The mounting liabilities have severely disrupted the company’s operations, halting cocoa purchases across several farming communities and leaving thousands of smallholder farmers unpaid for cocoa beans delivered as far back as November 2025. The situation has intensified concerns over liquidity problems within Ghana’s cocoa sector, a critical pillar of the national economy.
A consortium of Ghanaian banks owed approximately 257 million cedis secured a court order in March 2026 authorizing the sale of PBC’s assets in an effort to recover outstanding debts. The legal action marks a major escalation in the company’s financial troubles and raises uncertainty over the future of one of Ghana’s oldest cocoa institutions.
Beyond the banking obligations, PBC reportedly owes cocoa farmers about 24 million cedis for more than 9,000 bags of cocoa already delivered. The company is also said to be struggling with 24 months of unpaid salaries for staff, unpaid vendor invoices, and outstanding statutory obligations.
Industry analysts say the crisis reflects broader financial strain within Ghana Cocoa Board, commonly known as COCOBOD, as the sector grapples with rising financing costs and reduced liquidity for cocoa purchases.
PBC, which once controlled roughly 30% of Ghana’s domestic cocoa purchasing market, has reportedly seen its market share collapse to less than 5% due to its inability to secure sufficient operational financing.
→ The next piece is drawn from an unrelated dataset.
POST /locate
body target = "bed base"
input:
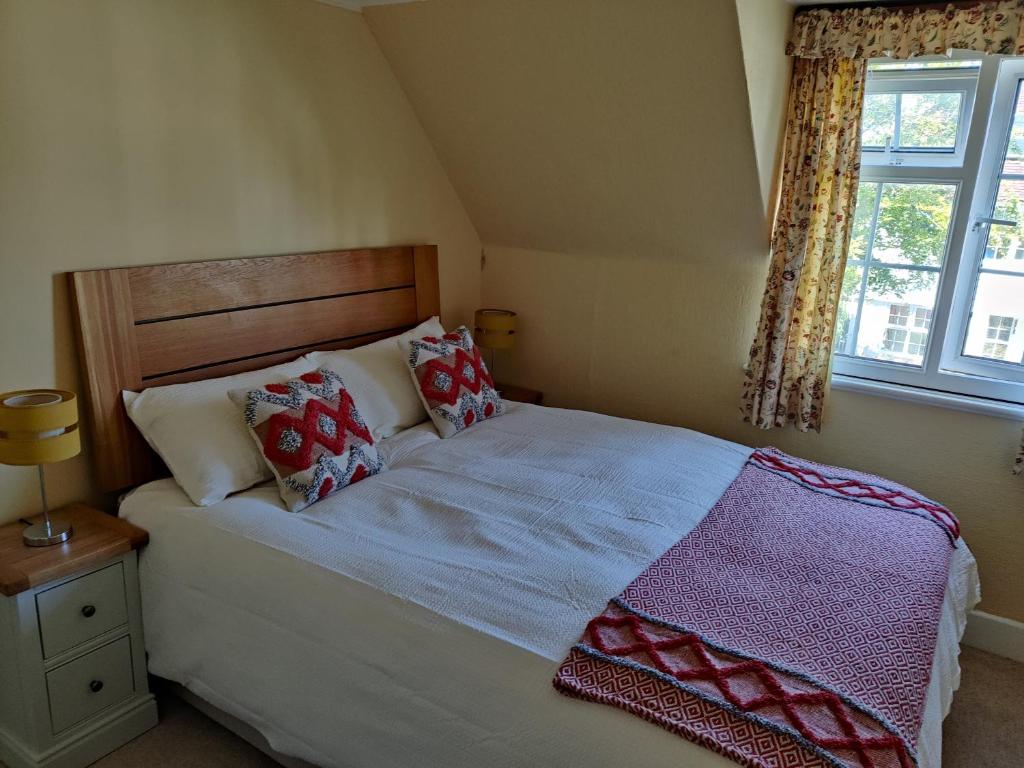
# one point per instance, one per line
(241, 729)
The sharp decline has weakened its role in supporting cocoa farmers, particularly in remote rural areas where private buyers are less active.
In response to the wider funding challenges facing the cocoa sector, Ghana announced plans on May 7, 2026, to raise $1 billion through domestic bond issuances to finance cocoa purchases ahead of the 2026–27 crop season. Authorities hope the new financing structure will help stabilize cocoa procurement and restore confidence in the sector.
The ongoing payment delays have placed severe pressure on farmers, many of whom rely on cocoa income to purchase fertilizers, maintain farms, and prepare for future harvests. Agricultural experts warn that prolonged financial hardship could negatively affect cocoa production volumes and bean quality in upcoming seasons.
Earlier in February, Ghana’s Finance Minister, Cassiel Ato Forson, pledged to revive PBC and position it as a transparent institution capable of ensuring fair cocoa pricing for farmers. However, sources within the company claim no direct government financial support has yet been provided to settle the specific arrears currently threatening its operations.
The crisis at PBC comes at a sensitive time for Ghana’s economy, as the country continues broader debt restructuring efforts while seeking to protect key export sectors that generate vital foreign exchange revenue.